An incident occurred when distress among the settlers began to manifest itself in which Mr. Miller bore a clever and humane part. Being the owner of but one calf and needing the milk it was taking for the use of his family, Mr. Miller traded the calf for a shotgun, and his expertness with it enabled him to provide daily for a long period the jack rabbit meat consumed under his own roof. He also shot this handy "manna" of the plains for such neighbor families as were threatened with hunger, and delivered them at their door.

Judge Miller was married in Sumner County, Kansas, February 7, 1883, to Miss Elizabeth Massey, who was born in Sanlock County, Michigan, April 24, 1865. Her parents were William and Mary (Perro) Massey, the former born in Sheffield, England, and the latter in Montreal, Canada, and of French ancestry. Mr. Massey came to the United States in 1835 and settled in Michigan, and from there came to Sumner County, Kansas, in 1875 and died there in July, 1891. The mother of Mrs. Miller survived until 1905. They were parents of the following children: Mrs. Mary Payton, of Cowley County, Kansas; Elizabeth, Mrs. Miller; John, of Cowley County; and Mrs. Annie Somerville, of Winfield, Kansas. The father of Mrs. Miller was married first to Mary Alifax, and their children were: William, of Blackwell, Oklahoma; Henry, of Sumner County, Kansas; Mrs. Sarah Meno, of St. Clair, Michigan; and Thomas, of Oklahoma.

The following children were born to Mr. and Mrs. Miller, all of whom were given common school advantages: John W., who is a farmer on the Miller homestead; Fred, who is a farmer in this section, married Clara Ramsey, and they have three children, Ethel, Ray and Roy; Mabel, who married Loyal Hogan, lives near Mr. Miller, and has four children, Dessie, Dorris, Marvin and Virga; Victor, who is a farmer near Moscow, Kansas, married Maud Ramsey and has a daughter, Nina; and Melvin, Clyde and Hazel. Mrs. Miller and four of the children are members of the Baptist Church.

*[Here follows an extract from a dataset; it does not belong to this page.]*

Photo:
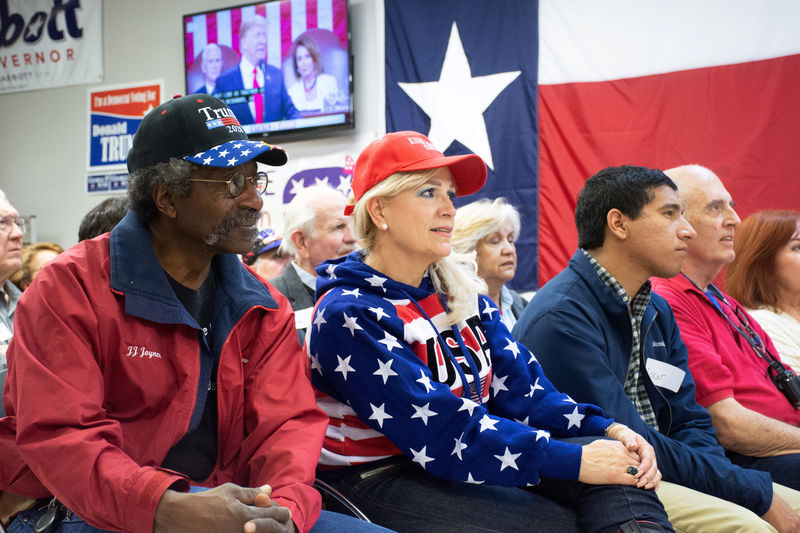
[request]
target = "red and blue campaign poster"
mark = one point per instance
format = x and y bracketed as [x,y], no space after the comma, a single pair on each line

Judge Miller was reared to venerate the principles of the republican party and to support its candidates. Shortly after coming to Stevens County he was elected a justice of the peace, served as such for many years, and during this time rendered some noted local decisions, notably in the case of libel between Carpenter and Hogan, that had its preliminary hearing in his court and later attracted much local attention. He very frequently performed marriages. In 1898 he was elected probate judge as a Populist and served two years on the bench, and after an interval of two years was re-elected, and in all served through four terms. As an indication of the fusions of the old parties and the formation of new ones, largely made up of the constituent elements of the old, Judge Miller was elected to the bench the first time by the populist party, once by the democrats, and twice later by the republicans. Although he had frequently attended local conventions he was never present when nominated. He has always been a friend of the public schools and has been almost continuously an officer in district 14.